Bad parts first (because I'm the type that likes to leave on a high note). I've been super stressed with school lately, be it being able to get my butt up and get to school in the AM, or knowing even WHERE or WHEN my classes are (one of the dates got changed, and I missed 2 classes, as I had no idea where to go or when). And then note taking, finals schedules, studying, blah blah blah. It's been tough. It's such a different system here, which I'm not criticizing, but it's not what i'm used to. It's to the point anymore where I hate school. No, seriously, I hate going to class. I haven't felt like this since I changed my degree. I loved school, loved my classes, everything. I mean ok I like some of my classes, and the profs are pretty cool, actually, but I hate sitting through class. Some more than others. I don't feel like I'm being taught, I feel like I'm being talked at and I have to type or scribble as much info as I possibly can. So that's all been weighing on me.
And of course the Almighty Dollar. Yep. Problems there too. Now before I rant too much, I know there's been some irresponsible spending or whatever on my behalf, but that said, I'm really mad now, because I'm out $300. First off, I've been trying to pay this damn credit card, without my dad paying what he owes me. Joy, right? There goes $150, and now i'm going to have to call them and say "look I can't afford this and here's why." Ugh, I'm NOT looking forward to this. Seriously. I'm stressed enough with my classes, I don't need to worry about paying my phone bill (I went on a phone plan, versus a prepay. They let me shut it off when I leave, and no extra charges. I went nuts this month on my phone bill, oops, but I think I got all the irresponsible texting done hahaha! Just staying within my plan now), and having food. But on a good note, I got a HUGE care package (2 boxes) from my aunt and uncle in Kentucky. I have food for a while now. INCLUDING CRUNCHY AND CREAMY PEANUT BUTTER! hahaha. And Ramen, and Chef Boyardee.
I got my paperwork for my OFII appointment. Thank God for that, finally. That's another thing that has me worried, paying for the medical exam. It's not that expensive, but, well, let's say that's how short on money I am right now. But I've said enough about that. I also should be hearing Tuesday afternoon about the editing job...FINALLY. Want to talk about a good solution...lol.
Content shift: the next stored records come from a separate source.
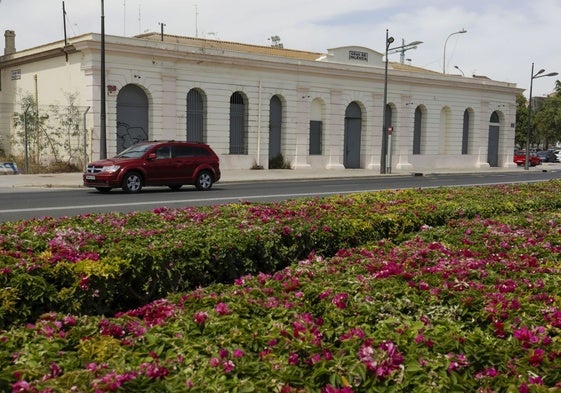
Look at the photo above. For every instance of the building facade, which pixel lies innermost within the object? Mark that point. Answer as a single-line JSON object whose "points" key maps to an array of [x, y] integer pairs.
{"points": [[254, 104]]}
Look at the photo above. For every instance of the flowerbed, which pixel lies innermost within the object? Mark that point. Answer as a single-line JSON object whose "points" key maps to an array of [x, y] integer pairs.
{"points": [[469, 305], [102, 264]]}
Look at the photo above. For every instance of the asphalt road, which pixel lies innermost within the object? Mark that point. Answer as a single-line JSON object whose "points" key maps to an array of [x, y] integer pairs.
{"points": [[20, 204]]}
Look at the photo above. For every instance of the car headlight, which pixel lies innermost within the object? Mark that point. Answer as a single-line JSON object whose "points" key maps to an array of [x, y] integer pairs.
{"points": [[110, 168]]}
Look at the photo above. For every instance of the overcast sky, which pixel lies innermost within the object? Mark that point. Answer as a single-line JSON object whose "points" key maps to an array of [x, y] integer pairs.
{"points": [[503, 37]]}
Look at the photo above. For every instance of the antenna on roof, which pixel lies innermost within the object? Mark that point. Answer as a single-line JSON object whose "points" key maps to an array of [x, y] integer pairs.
{"points": [[276, 42], [161, 30], [196, 21]]}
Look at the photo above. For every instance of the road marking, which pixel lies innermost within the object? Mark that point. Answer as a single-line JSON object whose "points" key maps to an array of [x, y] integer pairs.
{"points": [[240, 199]]}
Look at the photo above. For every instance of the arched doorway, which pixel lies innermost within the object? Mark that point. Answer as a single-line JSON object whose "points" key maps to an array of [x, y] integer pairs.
{"points": [[132, 117], [238, 124], [418, 130], [353, 129], [275, 129], [493, 143], [196, 116]]}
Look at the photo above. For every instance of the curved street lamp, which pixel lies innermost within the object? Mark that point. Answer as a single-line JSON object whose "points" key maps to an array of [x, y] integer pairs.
{"points": [[404, 48], [384, 154], [539, 74], [384, 166], [445, 43]]}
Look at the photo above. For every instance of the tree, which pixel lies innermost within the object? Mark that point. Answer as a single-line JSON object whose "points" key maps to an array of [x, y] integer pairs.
{"points": [[67, 127], [547, 120], [29, 125]]}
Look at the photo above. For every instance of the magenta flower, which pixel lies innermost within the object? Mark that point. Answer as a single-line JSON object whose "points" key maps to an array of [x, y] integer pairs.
{"points": [[21, 387], [293, 359], [382, 361], [222, 309], [228, 366], [340, 300], [200, 317]]}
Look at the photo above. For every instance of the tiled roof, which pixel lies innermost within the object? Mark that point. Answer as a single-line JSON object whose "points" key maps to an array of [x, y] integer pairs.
{"points": [[232, 46]]}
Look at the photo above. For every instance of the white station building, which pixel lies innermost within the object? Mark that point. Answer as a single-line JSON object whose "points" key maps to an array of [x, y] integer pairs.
{"points": [[253, 103]]}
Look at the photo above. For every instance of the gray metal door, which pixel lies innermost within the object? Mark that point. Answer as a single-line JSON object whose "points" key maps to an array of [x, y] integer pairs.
{"points": [[275, 127], [417, 129], [238, 137], [132, 117], [493, 144], [353, 124], [195, 117]]}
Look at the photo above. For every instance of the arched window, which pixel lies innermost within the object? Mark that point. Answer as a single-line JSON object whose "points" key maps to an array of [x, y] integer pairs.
{"points": [[132, 117], [196, 117], [316, 127], [275, 128], [238, 124], [353, 131], [466, 132], [417, 130]]}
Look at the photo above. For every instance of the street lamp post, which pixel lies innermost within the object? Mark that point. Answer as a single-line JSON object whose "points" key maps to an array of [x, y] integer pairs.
{"points": [[383, 158], [445, 43], [539, 74], [102, 116], [401, 49]]}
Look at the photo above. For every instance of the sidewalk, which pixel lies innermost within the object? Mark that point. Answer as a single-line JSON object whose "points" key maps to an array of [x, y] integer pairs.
{"points": [[74, 180]]}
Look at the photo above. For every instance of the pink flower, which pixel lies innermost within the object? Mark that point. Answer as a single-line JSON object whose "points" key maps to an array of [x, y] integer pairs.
{"points": [[293, 359], [228, 366], [200, 317], [340, 300], [222, 309]]}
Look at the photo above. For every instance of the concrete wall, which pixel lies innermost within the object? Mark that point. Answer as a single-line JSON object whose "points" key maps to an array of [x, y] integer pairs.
{"points": [[167, 71]]}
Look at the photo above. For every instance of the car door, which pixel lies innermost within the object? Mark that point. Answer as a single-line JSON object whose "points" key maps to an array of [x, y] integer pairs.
{"points": [[160, 169], [186, 160]]}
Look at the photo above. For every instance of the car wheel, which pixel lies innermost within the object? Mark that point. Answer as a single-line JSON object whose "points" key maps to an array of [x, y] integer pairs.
{"points": [[132, 182], [204, 181]]}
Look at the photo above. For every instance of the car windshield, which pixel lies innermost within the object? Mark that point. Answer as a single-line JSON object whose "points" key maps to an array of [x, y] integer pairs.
{"points": [[134, 151]]}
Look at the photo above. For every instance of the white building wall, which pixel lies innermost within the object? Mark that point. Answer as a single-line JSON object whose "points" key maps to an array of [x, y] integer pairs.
{"points": [[167, 72]]}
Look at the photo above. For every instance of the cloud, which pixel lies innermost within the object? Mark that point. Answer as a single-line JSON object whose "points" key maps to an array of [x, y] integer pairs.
{"points": [[503, 37]]}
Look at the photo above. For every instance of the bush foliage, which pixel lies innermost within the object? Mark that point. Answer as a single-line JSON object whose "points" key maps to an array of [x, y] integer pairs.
{"points": [[450, 289]]}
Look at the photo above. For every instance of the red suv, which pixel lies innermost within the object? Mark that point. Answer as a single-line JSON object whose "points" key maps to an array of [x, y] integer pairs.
{"points": [[168, 163]]}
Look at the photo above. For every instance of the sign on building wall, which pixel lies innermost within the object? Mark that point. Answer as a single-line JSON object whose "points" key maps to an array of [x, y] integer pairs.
{"points": [[357, 55]]}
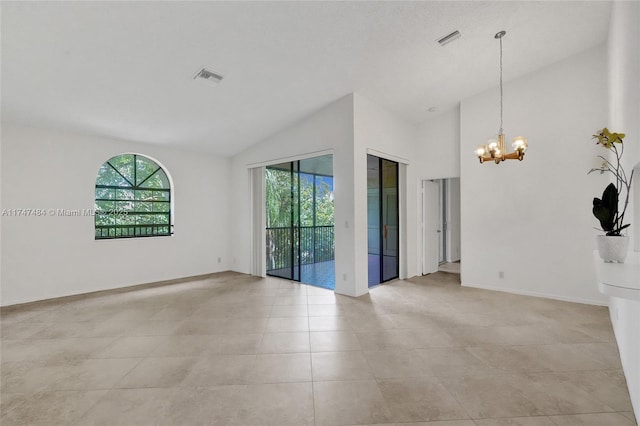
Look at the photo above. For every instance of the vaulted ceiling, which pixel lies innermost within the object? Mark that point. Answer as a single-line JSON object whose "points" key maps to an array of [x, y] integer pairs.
{"points": [[124, 69]]}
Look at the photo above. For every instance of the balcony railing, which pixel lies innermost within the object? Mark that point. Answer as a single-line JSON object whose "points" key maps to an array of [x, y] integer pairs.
{"points": [[316, 245]]}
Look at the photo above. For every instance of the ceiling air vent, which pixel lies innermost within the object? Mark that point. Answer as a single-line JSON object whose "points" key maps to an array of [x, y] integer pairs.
{"points": [[208, 76], [449, 38]]}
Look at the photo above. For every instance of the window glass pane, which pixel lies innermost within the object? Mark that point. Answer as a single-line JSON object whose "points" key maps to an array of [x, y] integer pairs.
{"points": [[124, 210], [143, 207], [161, 207], [108, 176], [124, 165], [105, 205], [157, 180], [144, 168], [105, 193], [127, 206], [125, 194]]}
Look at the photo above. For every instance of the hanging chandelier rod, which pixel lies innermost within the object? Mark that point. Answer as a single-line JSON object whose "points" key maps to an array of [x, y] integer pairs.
{"points": [[494, 150]]}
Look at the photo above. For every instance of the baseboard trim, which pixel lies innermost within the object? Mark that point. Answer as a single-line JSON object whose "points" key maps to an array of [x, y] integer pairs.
{"points": [[99, 293], [542, 295]]}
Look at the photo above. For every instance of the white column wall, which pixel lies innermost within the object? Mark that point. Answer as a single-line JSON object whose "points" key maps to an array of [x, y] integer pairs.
{"points": [[624, 116]]}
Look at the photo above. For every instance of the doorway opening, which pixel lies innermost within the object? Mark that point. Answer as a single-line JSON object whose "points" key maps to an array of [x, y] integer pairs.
{"points": [[441, 225], [383, 231], [300, 221]]}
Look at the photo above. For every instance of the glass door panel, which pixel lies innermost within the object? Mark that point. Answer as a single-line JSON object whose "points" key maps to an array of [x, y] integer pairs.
{"points": [[374, 220], [382, 220], [390, 228], [282, 216]]}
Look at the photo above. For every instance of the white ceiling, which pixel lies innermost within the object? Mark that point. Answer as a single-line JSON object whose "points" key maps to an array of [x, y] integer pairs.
{"points": [[124, 69]]}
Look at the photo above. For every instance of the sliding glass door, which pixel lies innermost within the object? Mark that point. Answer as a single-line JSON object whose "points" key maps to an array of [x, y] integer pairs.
{"points": [[282, 187], [299, 216], [382, 220]]}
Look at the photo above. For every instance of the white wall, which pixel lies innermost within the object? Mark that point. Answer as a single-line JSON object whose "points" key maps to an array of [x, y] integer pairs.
{"points": [[381, 133], [532, 219], [453, 220], [437, 156], [349, 127], [624, 116], [46, 257], [437, 153], [330, 128]]}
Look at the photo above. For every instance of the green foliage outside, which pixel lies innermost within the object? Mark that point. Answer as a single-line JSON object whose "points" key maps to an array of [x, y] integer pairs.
{"points": [[280, 188], [132, 190]]}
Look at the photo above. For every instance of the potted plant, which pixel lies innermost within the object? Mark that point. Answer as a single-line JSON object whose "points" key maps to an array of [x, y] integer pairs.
{"points": [[613, 245]]}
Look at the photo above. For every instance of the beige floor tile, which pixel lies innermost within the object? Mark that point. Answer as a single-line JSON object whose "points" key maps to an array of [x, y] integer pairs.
{"points": [[94, 374], [127, 407], [369, 322], [154, 328], [216, 370], [230, 344], [554, 395], [349, 403], [559, 357], [629, 415], [158, 373], [419, 400], [328, 323], [282, 404], [441, 423], [279, 324], [281, 343], [53, 351], [281, 368], [327, 310], [607, 386], [510, 358], [490, 396], [517, 421], [187, 345], [606, 354], [395, 364], [289, 311], [385, 340], [452, 362], [130, 347], [340, 366], [20, 329], [504, 359], [51, 408], [218, 405], [290, 299], [602, 419], [334, 341]]}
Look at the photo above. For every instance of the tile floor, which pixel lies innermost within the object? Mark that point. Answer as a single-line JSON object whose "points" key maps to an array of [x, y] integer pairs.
{"points": [[238, 350]]}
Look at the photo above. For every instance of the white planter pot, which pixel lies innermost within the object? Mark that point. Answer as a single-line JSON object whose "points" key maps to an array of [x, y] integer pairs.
{"points": [[612, 249]]}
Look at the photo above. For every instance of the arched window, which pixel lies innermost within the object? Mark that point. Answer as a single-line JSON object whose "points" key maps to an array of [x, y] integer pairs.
{"points": [[133, 199]]}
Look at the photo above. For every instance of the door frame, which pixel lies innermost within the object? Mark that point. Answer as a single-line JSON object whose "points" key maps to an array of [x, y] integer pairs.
{"points": [[383, 228]]}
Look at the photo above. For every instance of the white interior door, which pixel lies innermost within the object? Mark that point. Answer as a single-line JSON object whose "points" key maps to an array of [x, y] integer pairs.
{"points": [[430, 226]]}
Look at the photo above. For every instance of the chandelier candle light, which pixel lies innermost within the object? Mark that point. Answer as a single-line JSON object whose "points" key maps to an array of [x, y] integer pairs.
{"points": [[494, 149]]}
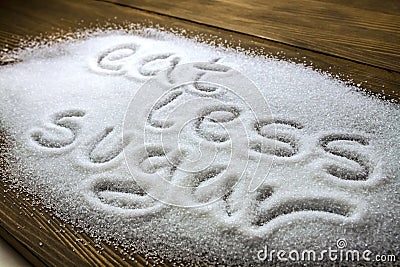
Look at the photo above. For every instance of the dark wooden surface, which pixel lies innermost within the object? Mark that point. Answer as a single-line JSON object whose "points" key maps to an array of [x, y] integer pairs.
{"points": [[357, 32], [357, 41]]}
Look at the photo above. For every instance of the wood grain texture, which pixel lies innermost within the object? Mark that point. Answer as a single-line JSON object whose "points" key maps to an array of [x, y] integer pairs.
{"points": [[352, 31], [34, 230]]}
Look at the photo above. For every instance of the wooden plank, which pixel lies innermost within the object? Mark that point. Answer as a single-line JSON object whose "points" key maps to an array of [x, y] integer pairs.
{"points": [[31, 228], [351, 31], [34, 18]]}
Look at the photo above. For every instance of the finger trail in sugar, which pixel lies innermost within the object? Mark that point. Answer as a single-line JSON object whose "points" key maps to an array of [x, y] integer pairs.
{"points": [[299, 163]]}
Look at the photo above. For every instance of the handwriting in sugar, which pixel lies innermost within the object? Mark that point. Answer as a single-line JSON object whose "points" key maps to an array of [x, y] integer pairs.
{"points": [[344, 156]]}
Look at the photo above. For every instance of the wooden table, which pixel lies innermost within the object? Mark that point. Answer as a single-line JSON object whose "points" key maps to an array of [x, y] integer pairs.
{"points": [[359, 42]]}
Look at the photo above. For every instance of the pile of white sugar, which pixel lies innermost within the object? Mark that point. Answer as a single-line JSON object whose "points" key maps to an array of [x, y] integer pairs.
{"points": [[176, 148]]}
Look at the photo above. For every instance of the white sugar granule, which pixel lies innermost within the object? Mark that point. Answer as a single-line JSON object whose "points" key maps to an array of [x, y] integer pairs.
{"points": [[111, 153]]}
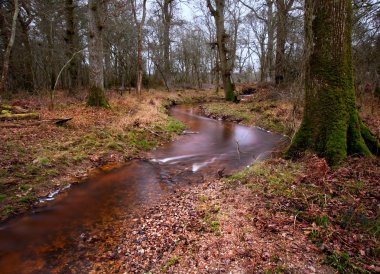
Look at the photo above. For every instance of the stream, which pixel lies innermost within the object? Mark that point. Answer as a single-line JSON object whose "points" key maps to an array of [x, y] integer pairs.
{"points": [[40, 241]]}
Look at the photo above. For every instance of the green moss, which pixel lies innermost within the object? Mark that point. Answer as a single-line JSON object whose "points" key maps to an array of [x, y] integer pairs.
{"points": [[370, 140], [97, 98], [2, 197], [341, 261], [175, 126], [172, 261]]}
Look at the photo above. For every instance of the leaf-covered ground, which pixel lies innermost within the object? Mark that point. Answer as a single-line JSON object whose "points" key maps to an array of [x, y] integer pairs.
{"points": [[38, 157], [276, 216]]}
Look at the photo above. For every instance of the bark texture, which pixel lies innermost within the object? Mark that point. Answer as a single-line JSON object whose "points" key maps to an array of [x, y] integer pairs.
{"points": [[331, 126], [95, 47], [70, 39], [221, 36], [283, 8], [7, 55], [139, 26]]}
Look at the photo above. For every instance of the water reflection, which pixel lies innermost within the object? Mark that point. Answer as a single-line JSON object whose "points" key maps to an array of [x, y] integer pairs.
{"points": [[47, 238]]}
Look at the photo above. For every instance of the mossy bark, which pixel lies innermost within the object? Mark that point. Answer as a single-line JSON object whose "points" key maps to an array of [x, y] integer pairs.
{"points": [[97, 98], [221, 37], [331, 126]]}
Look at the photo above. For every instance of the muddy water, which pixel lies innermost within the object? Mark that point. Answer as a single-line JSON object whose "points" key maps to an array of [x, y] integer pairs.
{"points": [[47, 240]]}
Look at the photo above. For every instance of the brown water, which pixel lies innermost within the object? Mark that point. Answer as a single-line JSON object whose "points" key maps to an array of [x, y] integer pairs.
{"points": [[47, 240]]}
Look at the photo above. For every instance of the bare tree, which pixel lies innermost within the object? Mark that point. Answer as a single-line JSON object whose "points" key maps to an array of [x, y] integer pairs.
{"points": [[139, 26], [283, 8], [70, 38], [221, 37], [4, 75], [95, 48]]}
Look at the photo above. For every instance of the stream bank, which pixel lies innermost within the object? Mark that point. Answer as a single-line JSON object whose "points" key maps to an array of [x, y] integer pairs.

Ok, ok, ok, GOOD STUFF NOW!
I love how we match, yet look like a huge contradiction ahaha! |
Ryan was actually pretty decent, just him and his guitar. I don't know if it was this concert or what, but the French people were a bunch of sticks in the mud, just standing there. I had to get people cheering and clapping. Hahaha! I don't know how many times Melinda said I was "so loud" but hey! I go to shows to have fun. I mean geesh, Germans know how to have fun at shows, what the heck French people? hahaha! Like really, come on, it's a show you want to be at, HAVE FUN!!!!! Haha! Enough of my ranting! I did get a reaction out of Ryan though. It was pretty awesome actually...he made a comment about his "ghetto French" where I started giggling (and if you know how I giggle, you know how loud it was), and he looks around like, "Uh I dunno what the joke was but ok!" Oh my god, I felt bad because I wasn't laughing at him as in "haha you dumbass" I thought it was a fun little joke he made! It was humor! Of course though, did the French people laugh? Nope. *sighs* I'm gonna have to teach France about going to shows. For REAL! hahaha! I mean, all the insane stories I heard about French Tokio Hotel fans, I'm thinking I'm going to go and people are going to be excited and have fun. Not be the crazy people like I mentioned, but excited at least. Geesh. What a disappointment. XD
But no he was a decent performer though, and I had fun listening to him. And the gig itself (La Laiterie) was small and intimate, kinda like the Acht show was. I love shows like that. You can actually connect to the people you're seeing, and not feel like one tiny face in a huge crowd.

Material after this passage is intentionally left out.